By Arriana Patraw, Project Coordinator
New York State Attorney General Letita James announced in April a historic settlement with JUUL, a top producer and distributor of e-cigarettes, for its role in the youth vaping epidemic. The $462 million settlement will result in New York State receiving approximately $112 million over eight years, with the first installment set to be received this spring.
This settlement is a major victory for tobacco control and cessation, and a signal to companies that manufacture and distribute e-cigarettes that their manipulative tactics to market products to youth will no longer be tolerated.
Communities have made incredible strides in curbing tobacco use, especially among young people. Nationwide, the youth smoking rate is at an all-time low, yet the onset of vaping is eroding that progress — the most recent data from the Centers for Disease Control notes that one in four high schoolers now vape. This is alarming not only because of the physical and mental health risks of nicotine addiction, but also because vaping can lead to other forms of tobacco use.
In addition to the financial restitution, the settlement orders JUUL to stop marketing directly or indirectly to youth, refrain from offering free or discounted products as samples and to treat synthetic nicotine the same as regular nicotine, among other measures.

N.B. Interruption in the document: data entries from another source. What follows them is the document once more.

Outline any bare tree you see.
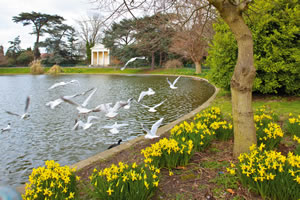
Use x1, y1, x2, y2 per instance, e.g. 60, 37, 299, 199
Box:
76, 13, 104, 62
169, 1, 215, 73
94, 0, 256, 156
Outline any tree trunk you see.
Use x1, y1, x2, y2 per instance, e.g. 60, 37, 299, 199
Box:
211, 1, 257, 157
195, 61, 202, 74
34, 32, 41, 60
151, 51, 155, 70
159, 51, 163, 66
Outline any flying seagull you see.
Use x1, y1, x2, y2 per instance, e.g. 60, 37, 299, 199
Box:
137, 88, 155, 102
61, 88, 101, 114
141, 118, 164, 139
107, 139, 122, 149
103, 122, 128, 134
48, 80, 80, 90
121, 57, 146, 70
123, 98, 133, 110
167, 76, 181, 89
46, 88, 95, 110
72, 116, 99, 130
5, 96, 30, 119
1, 123, 11, 132
97, 101, 128, 118
139, 99, 167, 112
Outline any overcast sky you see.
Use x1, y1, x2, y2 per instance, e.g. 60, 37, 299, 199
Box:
0, 0, 99, 52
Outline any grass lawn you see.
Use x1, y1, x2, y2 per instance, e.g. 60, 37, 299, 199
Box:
211, 90, 300, 120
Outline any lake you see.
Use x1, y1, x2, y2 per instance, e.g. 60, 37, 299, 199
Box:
0, 74, 215, 186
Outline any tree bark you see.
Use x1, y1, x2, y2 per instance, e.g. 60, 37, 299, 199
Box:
151, 51, 155, 70
195, 61, 202, 74
34, 32, 41, 60
210, 0, 257, 156
159, 51, 163, 67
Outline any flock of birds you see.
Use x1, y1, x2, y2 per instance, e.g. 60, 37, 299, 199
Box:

This settlement is another in a line of tobacco control wins, but agencies across the state aren’t resting on their laurels. Here in the North Country, The Heart Network and Glens Falls Hospital have launched North Country Nicotine Consultants in an effort to support healthcare providers and public health agencies with tools to help people quit using tobacco, and partner organizations like Champlain Valley Family Services, the Seaway Prevention Council and the Adirondack Health Institute are working to raise awareness about the health risks of vaping among youth.